Drawing a distinction between visibility solutions providers like Project 44, and FourKites, Kirchner said Slync shares a customer base with these companies, with the latter providing predictive visibility and Slync integrating their data — along with information from carriers and other sources — enabling connectivity and responsiveness for shippers, carriers and other logistics providers.
With a user base across six continents — freight forwarders Kuehne + Nagel, DHL and Expeditors are among Slync.io’s customers — and on a path to profitability, the startup will use the funding round to invest in growth, “versus having to eat up current cash burn,” according to Kirchner.
The typical annual recurring revenue for a Series A company is $1.5 million to $1.7 million, he said, “but we’re double that.”
This round was led by Blumberg Capital, and as part of the deal, Managing Partner David Blumberg will join the board of directors. Correlation Ventures and existing investors like 235 Capital Partners participated in the raise.
“We signed our deal right before the market went haywire,” said Kirchner, crediting his investors for honoring the transaction throughout the turmoil.
“Crazy to watch as a spectator,” the COVID-19 outbreak is not having a material impact on Slync, although Kirchner said he expects the VC spigot is going to be shut off at least through the end of this year and that he will proceed more cautiously as a result. “I’m making sure that I’m looking at greater than 24 months of cash in the bank.”
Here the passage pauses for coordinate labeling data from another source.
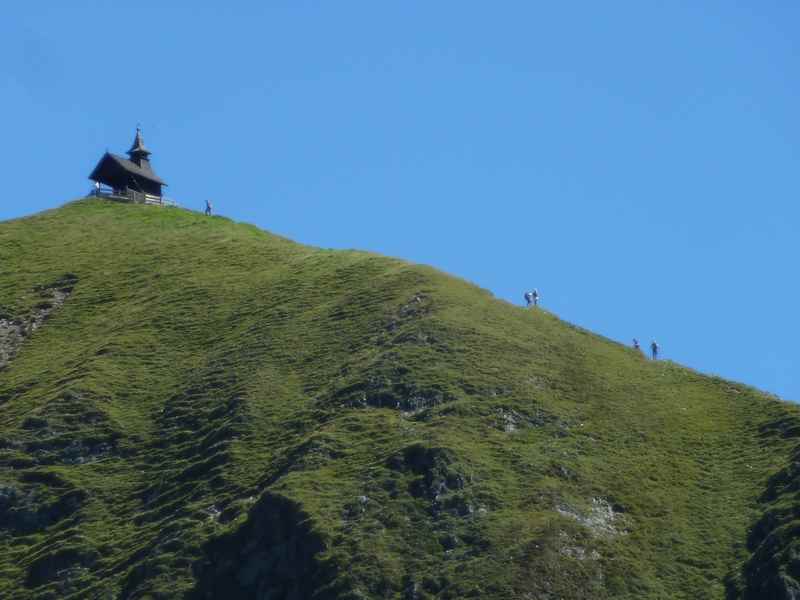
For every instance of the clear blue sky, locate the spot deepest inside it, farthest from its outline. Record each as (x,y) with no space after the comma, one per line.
(637,162)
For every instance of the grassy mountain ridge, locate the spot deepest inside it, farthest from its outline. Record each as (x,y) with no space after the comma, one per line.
(208,410)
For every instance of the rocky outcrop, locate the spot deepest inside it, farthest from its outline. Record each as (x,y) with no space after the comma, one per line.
(15,330)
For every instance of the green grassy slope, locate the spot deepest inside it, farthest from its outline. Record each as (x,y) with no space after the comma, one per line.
(216,412)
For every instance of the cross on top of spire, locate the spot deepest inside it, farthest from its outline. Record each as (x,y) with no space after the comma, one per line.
(137,148)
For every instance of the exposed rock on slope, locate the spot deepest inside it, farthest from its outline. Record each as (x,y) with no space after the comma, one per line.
(196,420)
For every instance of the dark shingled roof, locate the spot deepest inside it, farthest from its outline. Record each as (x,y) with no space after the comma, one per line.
(130,167)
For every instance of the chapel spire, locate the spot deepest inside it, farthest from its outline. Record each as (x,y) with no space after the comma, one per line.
(138,153)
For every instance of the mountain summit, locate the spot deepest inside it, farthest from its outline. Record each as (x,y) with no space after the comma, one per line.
(194,408)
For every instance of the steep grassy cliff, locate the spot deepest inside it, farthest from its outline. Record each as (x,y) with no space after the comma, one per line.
(194,408)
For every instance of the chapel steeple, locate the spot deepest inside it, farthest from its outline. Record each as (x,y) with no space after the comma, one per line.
(138,153)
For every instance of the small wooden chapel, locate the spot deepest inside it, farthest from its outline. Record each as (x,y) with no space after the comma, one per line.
(131,179)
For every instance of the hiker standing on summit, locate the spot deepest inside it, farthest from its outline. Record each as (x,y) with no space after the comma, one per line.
(532,298)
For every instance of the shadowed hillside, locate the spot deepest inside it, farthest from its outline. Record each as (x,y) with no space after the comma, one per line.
(194,408)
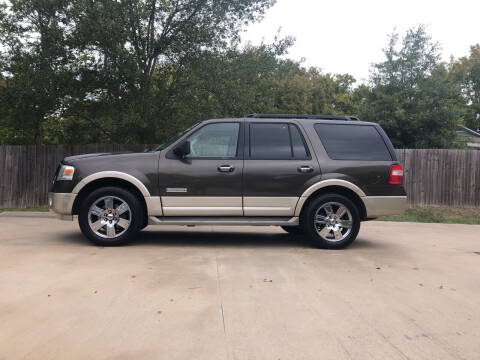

With some customers seeing double or triple the amount of business and others completely shut down, Slync has an obligation to help where it can, and in some cases is turning off subscriptions, Kirchner said.
Expanding that collaborative spirit to the social and political sphere, he mulled the broader implications of the unprecedented viral outbreak.
“I think the good in people is starting to come out a lot. We’re starting to see more unity than there has been in a long time in this country — the idea that we’re fighting a common enemy, so let’s pull resources together and work together to defeat it.”
“Maybe that’s a silver lining to all of this, if there is such a thing.”